Why The Latin American Far Left Can't Stop Cozying Up To Iran's Regime

Among the Islamic Republic of Iran's very few diplomatic friends are too many from Latin America's left, who are always happy to milk their cash-rich allies for all they are worth.

Image of Bolivia's ambassador in Tehran, Romina Pérez Ramos.

Bolivia's ambassador in Tehran, Romina Pérez Ramos.

Bolivia's embassy in Tehran/Facebook
Bahram Farrokhi

-OpEd-

The Latin American Left has an incurable anti-Yankee fever. It is a sickness seen in the baffling support given by the socialist regimes of Cuba, Nicaragua, Venezuela or Bolivia to the Islamic Republic of Iran, which to many exemplifies clerical fascism. And all for a single, crass reason: together they hate the United States.

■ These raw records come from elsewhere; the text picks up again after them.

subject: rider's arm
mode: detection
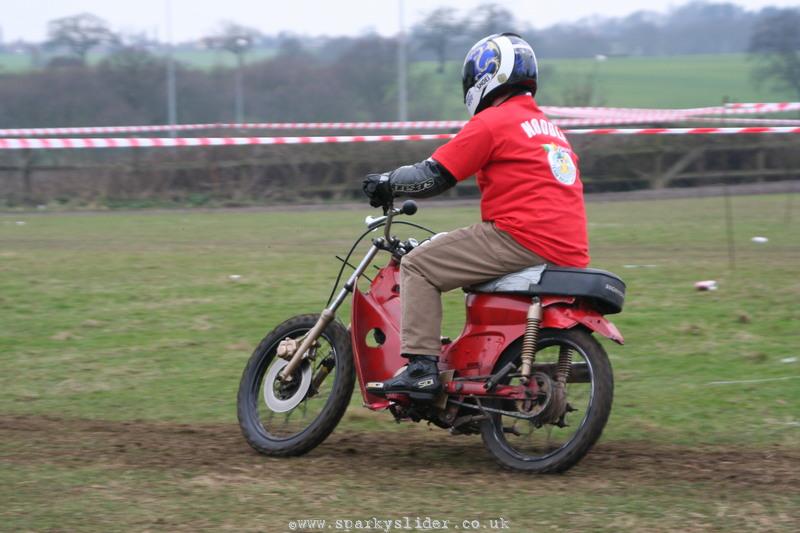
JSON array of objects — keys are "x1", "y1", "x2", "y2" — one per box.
[
  {"x1": 389, "y1": 117, "x2": 494, "y2": 198},
  {"x1": 389, "y1": 159, "x2": 456, "y2": 198}
]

The Islamic Republic has so many of the traits the Left used to hate and fight in the 20th century: a religious (Islamic) vocation, medieval obscurantism, misogyny... Its kleptocratic economy has turned bog-standard class divisions into chasmic inequalities reminiscent of colonial times.

This support is, of course, cynical and in line with the mandates of realpolitik. The regional master in this regard is communist Cuba, which has peddled its anti-imperialist discourse for 60 years, even as it awaits another chance at détente with its ever wealthy neighbor.

I reflected on this on the back of recent remarks by Bolivia's ambassador in Tehran, the 64-year-old Romina Pérez Ramos. She must be the busiest diplomat in Tehran right now, and not a day goes by without her going, appearing or speaking somewhere, with all the publicity she can expect from the regime's media.